APEIROGON
PAR COLUM MCCANN. TRAD. DE L’ANGLAIS (IRLANDE) PAR CLÉMENT BAUDE. BELFOND, 512 P., 23 €.
Avec Apeirogon, l’Irlandais Colum McCann fait preuve une fois de plus de sa belle sensibilité et de son incroyable érudition. L’auteur d’Et que le vaste monde poursuive sa course folle et de Transatlantic entraîne ici ses lecteurs au Proche-Orient, sur fond de conflit israélo-palestinien. Enfant de Dublin, né en 1965 et familier des checkpoints entre les deux Irlandes, McCann arpente la Cisjordanie avec le coeur. Ses deux héros ont tout pour se détester. Le premier, Rami Elhanan, est israélien, le second, Bassam Aramin, palestinien. Rami a perdu sa fille, Smadar, 13 ans, dans un attentat-suicide en 1997 ; Bassam a perdu la sienne, Abir, 10 ans, en 2007, foudroyée sur le chemin de l’école par une balle tirée par un garde-frontière israélien. Mais si leurs camps sont opposés, les deux hommes vont se rapprocher et, bientôt, « comprendre qu’ils se serviraient de la force de leur chagrin comme d’une arme », envers et contre tout, notamment leurs propres communautés.
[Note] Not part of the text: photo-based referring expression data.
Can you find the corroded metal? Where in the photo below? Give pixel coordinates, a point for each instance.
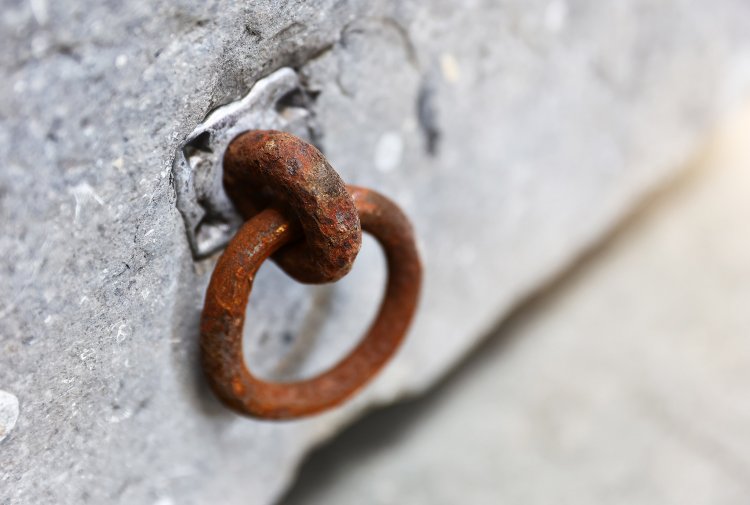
(272, 168)
(295, 188)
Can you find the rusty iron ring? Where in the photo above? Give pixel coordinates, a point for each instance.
(223, 315)
(273, 168)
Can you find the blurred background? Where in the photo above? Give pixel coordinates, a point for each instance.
(578, 176)
(624, 381)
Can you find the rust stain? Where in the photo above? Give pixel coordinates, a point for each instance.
(298, 215)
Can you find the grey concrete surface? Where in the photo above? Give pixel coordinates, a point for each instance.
(513, 133)
(625, 383)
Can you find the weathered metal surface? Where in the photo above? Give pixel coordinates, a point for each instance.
(263, 168)
(275, 102)
(316, 240)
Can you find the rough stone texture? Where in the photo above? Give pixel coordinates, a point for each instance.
(514, 133)
(626, 383)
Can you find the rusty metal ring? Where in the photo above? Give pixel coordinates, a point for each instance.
(273, 168)
(229, 290)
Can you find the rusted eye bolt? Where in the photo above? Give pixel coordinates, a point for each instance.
(300, 213)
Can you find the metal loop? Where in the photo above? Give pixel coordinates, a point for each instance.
(277, 169)
(223, 315)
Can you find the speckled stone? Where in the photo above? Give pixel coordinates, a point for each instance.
(513, 133)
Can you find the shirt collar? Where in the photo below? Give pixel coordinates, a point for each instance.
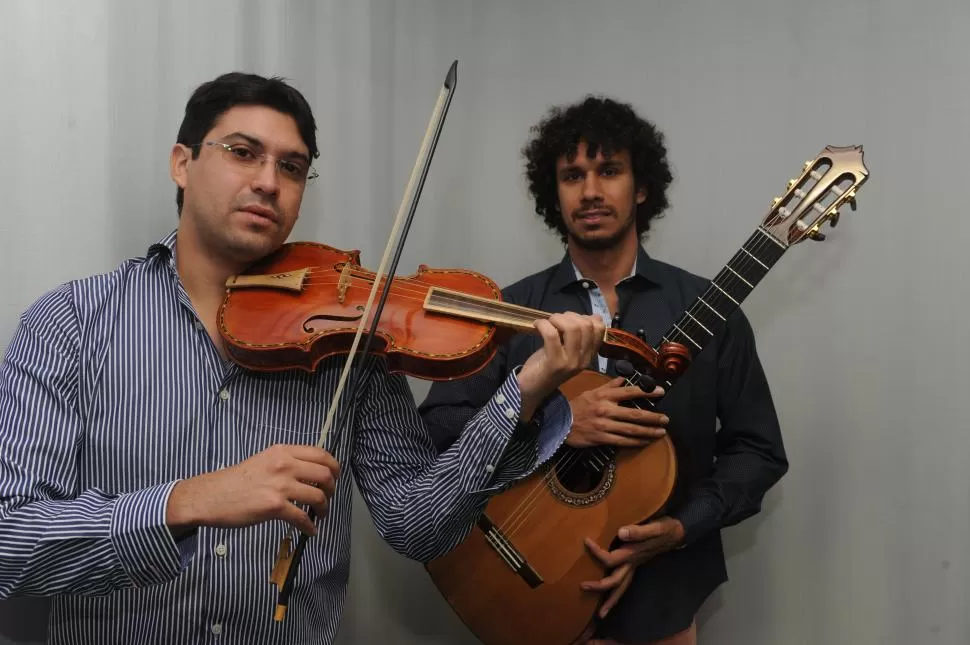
(164, 248)
(567, 275)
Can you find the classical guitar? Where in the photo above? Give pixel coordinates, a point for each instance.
(516, 578)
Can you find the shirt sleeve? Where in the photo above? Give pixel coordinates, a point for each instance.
(750, 454)
(54, 537)
(424, 503)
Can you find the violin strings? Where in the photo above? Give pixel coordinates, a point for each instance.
(567, 462)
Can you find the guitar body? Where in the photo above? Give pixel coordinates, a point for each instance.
(516, 578)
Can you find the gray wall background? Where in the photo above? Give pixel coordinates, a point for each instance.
(862, 336)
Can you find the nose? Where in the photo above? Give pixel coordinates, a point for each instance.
(591, 186)
(266, 180)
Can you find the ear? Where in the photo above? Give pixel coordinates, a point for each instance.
(179, 164)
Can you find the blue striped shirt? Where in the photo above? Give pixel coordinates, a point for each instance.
(111, 391)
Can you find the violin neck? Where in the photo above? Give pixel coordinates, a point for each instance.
(463, 305)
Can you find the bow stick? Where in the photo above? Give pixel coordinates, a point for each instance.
(287, 560)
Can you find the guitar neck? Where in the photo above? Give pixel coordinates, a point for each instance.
(708, 314)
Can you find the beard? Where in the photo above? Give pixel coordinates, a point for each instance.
(598, 242)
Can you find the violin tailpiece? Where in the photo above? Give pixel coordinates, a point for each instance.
(283, 560)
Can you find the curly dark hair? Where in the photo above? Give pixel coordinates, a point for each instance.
(602, 123)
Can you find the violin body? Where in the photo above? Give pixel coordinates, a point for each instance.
(304, 304)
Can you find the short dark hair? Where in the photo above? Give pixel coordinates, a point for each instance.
(604, 123)
(214, 98)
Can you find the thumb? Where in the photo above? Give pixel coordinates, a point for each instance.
(638, 532)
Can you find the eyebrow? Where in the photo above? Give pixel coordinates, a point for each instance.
(253, 141)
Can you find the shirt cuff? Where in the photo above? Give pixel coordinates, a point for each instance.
(520, 453)
(142, 539)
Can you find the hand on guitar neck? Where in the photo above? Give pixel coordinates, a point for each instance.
(569, 342)
(599, 419)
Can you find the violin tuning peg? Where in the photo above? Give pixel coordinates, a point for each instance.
(851, 200)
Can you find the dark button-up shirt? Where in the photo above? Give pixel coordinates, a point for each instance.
(722, 422)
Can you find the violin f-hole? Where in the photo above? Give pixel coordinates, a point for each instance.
(332, 317)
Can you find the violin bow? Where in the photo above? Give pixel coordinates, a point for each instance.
(287, 559)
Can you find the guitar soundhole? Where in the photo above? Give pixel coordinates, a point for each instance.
(583, 477)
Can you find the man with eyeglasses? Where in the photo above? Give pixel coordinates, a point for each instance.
(146, 480)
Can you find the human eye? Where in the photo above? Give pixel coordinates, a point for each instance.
(241, 152)
(292, 169)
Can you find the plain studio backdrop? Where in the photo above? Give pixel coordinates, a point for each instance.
(863, 336)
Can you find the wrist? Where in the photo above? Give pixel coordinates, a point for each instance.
(531, 395)
(181, 513)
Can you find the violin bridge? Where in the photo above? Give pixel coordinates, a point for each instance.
(343, 283)
(288, 281)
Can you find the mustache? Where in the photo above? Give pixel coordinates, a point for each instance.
(586, 208)
(269, 204)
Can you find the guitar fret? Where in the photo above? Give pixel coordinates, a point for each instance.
(698, 345)
(771, 237)
(753, 257)
(725, 293)
(740, 277)
(709, 332)
(736, 280)
(716, 312)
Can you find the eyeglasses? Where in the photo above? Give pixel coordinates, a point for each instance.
(242, 155)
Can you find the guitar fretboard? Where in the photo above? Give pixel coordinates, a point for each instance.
(708, 314)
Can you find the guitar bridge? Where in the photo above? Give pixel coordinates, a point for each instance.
(507, 551)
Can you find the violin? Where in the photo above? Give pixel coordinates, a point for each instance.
(309, 301)
(306, 302)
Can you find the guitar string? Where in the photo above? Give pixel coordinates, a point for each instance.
(521, 513)
(568, 461)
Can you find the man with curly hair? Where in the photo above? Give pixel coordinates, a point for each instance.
(598, 173)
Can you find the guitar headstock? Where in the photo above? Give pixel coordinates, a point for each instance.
(826, 183)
Ecrit en courts paragraphes, entremêlant anecdotes, drames et envolées poétiques, Apeirogon (figure géométrique au nombre infini de côtés) émeut et instruit tout à la fois. Faisant preuve d’une maîtrise époustouflante, Colum McCann compose un puzzle envoûtant, alternant en spirale les séquences (l’emprisonnement de Bassam, à 17 ans, les conférences tous azimuts des membres des Combattants pour la paix, et du Cercle des parents, l’enfer des barrages, l’Holocauste) et creusant sans relâche les circonstances des meurtres des fillettes. Ici ou là surgissent aussi les ombres de Borges, Freud, Kosinski, Picasso, Philippe Petit… Acheté par Spielberg, lauréat du prix du meilleur livre étranger 2020, Apeirogon force l’admiration.